Art Platt hippie look.jpgArt Platt busines suit.jpg

Biography: Arthur H. Platt of Butterworth Road, Royalston, Mass., died Monday {Sept. 12, 1992) in his home following a long illness. He was 45.

He was the founder and former owner of Countryside Realty and Quabbin Management in Athol and Orange. He was widely recognized for his accomplishments in promoting economic revitalization in the North Quabbin Region.

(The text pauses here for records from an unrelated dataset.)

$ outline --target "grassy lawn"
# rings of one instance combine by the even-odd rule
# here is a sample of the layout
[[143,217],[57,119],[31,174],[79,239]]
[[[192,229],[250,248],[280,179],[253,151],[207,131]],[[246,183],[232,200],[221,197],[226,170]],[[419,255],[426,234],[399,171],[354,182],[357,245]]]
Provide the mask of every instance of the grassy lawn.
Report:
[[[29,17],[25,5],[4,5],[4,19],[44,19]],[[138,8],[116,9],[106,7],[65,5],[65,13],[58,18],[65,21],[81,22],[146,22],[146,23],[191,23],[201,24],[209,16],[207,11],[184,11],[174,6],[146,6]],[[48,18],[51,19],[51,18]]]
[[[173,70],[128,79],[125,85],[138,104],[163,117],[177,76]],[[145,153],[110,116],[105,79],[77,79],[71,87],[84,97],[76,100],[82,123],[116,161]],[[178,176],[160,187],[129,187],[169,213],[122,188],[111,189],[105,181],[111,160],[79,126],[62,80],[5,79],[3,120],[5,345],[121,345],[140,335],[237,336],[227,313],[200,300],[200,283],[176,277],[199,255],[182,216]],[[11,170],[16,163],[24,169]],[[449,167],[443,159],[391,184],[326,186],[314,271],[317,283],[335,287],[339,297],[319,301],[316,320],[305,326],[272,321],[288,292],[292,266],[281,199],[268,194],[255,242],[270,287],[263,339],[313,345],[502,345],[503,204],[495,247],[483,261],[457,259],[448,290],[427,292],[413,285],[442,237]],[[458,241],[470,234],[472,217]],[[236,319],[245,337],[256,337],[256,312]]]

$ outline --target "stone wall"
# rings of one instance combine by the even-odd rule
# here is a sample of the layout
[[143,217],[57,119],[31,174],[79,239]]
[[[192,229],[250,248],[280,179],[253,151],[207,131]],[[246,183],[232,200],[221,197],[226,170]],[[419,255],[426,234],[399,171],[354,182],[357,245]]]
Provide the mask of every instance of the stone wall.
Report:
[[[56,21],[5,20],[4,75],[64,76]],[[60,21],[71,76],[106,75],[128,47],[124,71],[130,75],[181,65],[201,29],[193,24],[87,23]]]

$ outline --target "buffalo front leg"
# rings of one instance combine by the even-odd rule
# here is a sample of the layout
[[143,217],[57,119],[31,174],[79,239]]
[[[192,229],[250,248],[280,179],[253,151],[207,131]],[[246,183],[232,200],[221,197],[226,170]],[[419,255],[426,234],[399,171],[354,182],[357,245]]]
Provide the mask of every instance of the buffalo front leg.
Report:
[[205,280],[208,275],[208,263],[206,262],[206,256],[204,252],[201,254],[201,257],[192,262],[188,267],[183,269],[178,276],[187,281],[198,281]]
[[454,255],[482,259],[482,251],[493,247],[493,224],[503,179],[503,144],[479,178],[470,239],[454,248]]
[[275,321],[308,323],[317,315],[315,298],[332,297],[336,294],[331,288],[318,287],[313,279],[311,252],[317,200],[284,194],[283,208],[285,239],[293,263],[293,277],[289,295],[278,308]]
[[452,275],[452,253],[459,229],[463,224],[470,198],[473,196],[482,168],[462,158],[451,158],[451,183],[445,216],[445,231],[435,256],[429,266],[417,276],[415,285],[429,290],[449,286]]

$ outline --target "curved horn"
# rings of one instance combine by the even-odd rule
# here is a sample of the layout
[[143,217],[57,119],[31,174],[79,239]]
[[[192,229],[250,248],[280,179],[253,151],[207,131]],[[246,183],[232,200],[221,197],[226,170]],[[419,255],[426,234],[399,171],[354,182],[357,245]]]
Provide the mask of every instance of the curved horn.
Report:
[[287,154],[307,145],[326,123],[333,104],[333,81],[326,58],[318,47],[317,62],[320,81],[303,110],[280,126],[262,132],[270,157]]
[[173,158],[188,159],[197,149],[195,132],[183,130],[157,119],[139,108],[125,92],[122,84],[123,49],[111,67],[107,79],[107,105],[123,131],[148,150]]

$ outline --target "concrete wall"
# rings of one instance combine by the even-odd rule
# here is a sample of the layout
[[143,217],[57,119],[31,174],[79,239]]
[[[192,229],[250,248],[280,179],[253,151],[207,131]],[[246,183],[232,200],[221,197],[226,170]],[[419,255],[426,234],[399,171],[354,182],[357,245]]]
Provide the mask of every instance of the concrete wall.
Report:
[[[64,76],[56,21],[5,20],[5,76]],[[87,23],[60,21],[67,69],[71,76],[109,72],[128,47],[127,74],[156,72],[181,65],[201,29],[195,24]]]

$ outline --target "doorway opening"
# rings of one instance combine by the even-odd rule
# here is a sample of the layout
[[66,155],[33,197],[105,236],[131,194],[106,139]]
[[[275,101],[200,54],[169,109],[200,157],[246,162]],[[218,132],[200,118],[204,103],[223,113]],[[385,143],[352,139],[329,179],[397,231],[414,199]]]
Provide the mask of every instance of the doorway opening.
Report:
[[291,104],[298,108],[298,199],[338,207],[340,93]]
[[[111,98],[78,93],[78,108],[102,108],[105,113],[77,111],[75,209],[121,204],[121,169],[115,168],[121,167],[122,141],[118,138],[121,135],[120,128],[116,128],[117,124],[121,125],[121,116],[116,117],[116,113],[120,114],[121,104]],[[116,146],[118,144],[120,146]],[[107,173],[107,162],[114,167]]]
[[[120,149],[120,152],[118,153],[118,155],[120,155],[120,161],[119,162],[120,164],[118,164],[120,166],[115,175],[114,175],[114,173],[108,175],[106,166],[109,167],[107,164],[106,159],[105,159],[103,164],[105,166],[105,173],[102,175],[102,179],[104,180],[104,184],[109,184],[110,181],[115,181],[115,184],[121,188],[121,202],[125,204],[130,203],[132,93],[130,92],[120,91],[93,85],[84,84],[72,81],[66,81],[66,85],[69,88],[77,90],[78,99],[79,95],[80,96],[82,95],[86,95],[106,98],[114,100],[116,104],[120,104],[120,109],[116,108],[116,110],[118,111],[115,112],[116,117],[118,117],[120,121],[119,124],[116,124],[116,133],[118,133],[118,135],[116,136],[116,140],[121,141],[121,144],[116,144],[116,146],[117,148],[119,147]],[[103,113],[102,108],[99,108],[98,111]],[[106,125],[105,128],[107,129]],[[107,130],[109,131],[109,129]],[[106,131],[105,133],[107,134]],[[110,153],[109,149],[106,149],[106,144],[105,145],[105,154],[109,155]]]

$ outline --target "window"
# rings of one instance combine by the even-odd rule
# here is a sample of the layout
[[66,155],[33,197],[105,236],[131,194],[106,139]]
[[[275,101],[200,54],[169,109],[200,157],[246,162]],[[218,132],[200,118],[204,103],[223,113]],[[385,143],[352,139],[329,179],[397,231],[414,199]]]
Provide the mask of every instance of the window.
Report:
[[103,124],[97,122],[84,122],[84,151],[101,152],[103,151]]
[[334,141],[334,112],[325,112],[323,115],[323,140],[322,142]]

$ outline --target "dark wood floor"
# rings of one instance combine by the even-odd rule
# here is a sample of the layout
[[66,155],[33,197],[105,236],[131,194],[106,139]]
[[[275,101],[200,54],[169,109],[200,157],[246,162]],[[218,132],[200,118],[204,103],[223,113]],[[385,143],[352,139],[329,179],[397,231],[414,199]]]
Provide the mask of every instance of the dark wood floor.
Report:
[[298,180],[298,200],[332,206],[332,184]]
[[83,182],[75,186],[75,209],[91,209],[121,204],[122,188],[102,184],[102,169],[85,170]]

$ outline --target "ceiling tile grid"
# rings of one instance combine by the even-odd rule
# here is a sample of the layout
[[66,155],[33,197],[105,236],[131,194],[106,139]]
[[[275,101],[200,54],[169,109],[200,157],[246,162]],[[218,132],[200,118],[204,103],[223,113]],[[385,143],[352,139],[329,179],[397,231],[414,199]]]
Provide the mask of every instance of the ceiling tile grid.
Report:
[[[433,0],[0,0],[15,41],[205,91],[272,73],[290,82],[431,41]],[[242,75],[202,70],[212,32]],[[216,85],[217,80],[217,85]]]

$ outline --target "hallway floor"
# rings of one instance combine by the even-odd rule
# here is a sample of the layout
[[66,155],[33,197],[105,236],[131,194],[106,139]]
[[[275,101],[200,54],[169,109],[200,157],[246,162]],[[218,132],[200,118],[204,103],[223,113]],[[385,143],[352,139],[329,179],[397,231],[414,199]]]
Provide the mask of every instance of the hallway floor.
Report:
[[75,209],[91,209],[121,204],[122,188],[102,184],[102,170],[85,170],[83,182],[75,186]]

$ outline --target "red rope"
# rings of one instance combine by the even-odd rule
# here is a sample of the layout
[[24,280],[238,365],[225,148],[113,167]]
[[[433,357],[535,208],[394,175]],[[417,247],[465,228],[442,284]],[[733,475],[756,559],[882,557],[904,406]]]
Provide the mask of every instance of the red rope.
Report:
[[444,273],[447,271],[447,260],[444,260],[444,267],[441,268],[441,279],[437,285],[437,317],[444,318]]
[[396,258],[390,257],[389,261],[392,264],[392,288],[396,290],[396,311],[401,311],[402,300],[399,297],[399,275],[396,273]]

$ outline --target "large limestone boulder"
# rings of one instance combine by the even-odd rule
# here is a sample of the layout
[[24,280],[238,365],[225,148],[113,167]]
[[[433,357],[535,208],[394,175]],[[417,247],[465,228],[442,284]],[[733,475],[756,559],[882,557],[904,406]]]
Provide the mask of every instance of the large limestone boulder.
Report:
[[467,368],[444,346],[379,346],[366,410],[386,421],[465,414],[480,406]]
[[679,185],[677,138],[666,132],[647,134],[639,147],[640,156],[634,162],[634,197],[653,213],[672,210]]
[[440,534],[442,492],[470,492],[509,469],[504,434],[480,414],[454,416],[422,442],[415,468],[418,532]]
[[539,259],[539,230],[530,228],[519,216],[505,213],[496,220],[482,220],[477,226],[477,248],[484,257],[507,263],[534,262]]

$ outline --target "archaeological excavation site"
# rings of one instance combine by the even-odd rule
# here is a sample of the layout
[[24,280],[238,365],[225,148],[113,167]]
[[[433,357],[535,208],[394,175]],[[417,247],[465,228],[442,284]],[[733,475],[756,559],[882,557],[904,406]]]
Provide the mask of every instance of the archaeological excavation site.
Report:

He helped revive a regional Chamber of Commerce in 1982, becoming its president, and was honored as the chamber's Citizen of the Year in 1985. On that occasion, U.S. Rep. Silvio Conte described Platt as "a real dynamo, a great asset to this community."

In 1985, Platt was named by Gov. Michael Dukakis to the board of directors of the Massachusetts Thrift Fund. He has also served for several years as a member of the board of directors of AIDS Project Worcester.

In May of this year, Platt was awarded the North Quabbin Chamber of Commerce's first economic development award, to be named for him in the future. On accepting the award, presented by U.S. Rep. John Olver, Platt informed the gathering that he had AIDS and he urged the Chamber to undertake a serious program of education and outreach to combat the spread of AIDS.

He was born in Philadelphia, the son of Irvin Platt and the late Charlotte Platt. He attended Philadelphia public schools and received a bachelor's degree from Temple University. He was a student activist in the late 196Os at Temple. He was a key figure in the establishment and operation of two alternative newspapers, the Temple Free Press and the Philadelphia Plain Dealer, which opposed U.S. policy in Vietnam and sought to promote racial equality.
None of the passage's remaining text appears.